Looks good huh! It’s a Polish cake called Stefanka or Miodownik (honey cake) and yep, it’s pretty awesome.
Each school holidays Imogen and I do our usual girls road trip to Rosedale, a small holiday town on the NSW South Coast to visit Nanna and Pop. During one of my last visits I decided to make something Polish, sweet and slightly challenging, Stefanka cake it was.
Like all recipes there are many, many versions of this cake on the web, with altering ingredients, toppings and layers. The one that appealed to me the most was on my favourite Polish cooking website called, Kwestia Smaku.
The cake has the most amazing filling made from semolina, milk, butter, icing sugar and almond extract, almost a custard like texture. The chocolate topping isn’t bad either.

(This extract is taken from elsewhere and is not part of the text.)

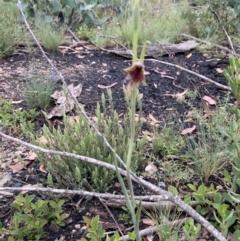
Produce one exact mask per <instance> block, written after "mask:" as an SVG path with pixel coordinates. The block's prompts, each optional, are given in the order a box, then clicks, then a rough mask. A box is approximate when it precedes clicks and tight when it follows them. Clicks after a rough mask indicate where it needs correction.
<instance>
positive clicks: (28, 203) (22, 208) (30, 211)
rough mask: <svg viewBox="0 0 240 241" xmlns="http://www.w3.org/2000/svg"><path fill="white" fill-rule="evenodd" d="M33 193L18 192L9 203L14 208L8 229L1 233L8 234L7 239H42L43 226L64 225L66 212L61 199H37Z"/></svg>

When I first read that it had semolina I ran a mile, you see in the cooler months mum used to make us eat a semolina style porridge as kids for breakfast and I HATED IT! No disrespect to you mum but it was bland, lumpy and gluggy, I still get shivers just thinking about it! Fast forward many, many years, add some sweetness and the semolina it is to die for! I only just had enough filling for the cake, most of it was eaten from the pot by me and Miss H.
Cake difficulty wise I would rank this about a 6 out of 10. The pressure point in this cake are the layers. The cake is meant to be quite soft and sponge like. I failed at the soft and sponge like bit, although in my defense I was using a foreign oven, so I over baked the cake layers. It was definitely 100% edible but would have been much better had the layers been a little softer, cloud like.
All in all, I am very chuffed at my first Stefanka attempt, if anything I have also learnt how to make a yummy semolina custard!
If there are any Polish fans reading this and you know where the cakes name originates from do drop me a line! I know that Stefanka or Stefania is a Polish female name, similar to Stephen in English however I am stumped why the cake has been named so!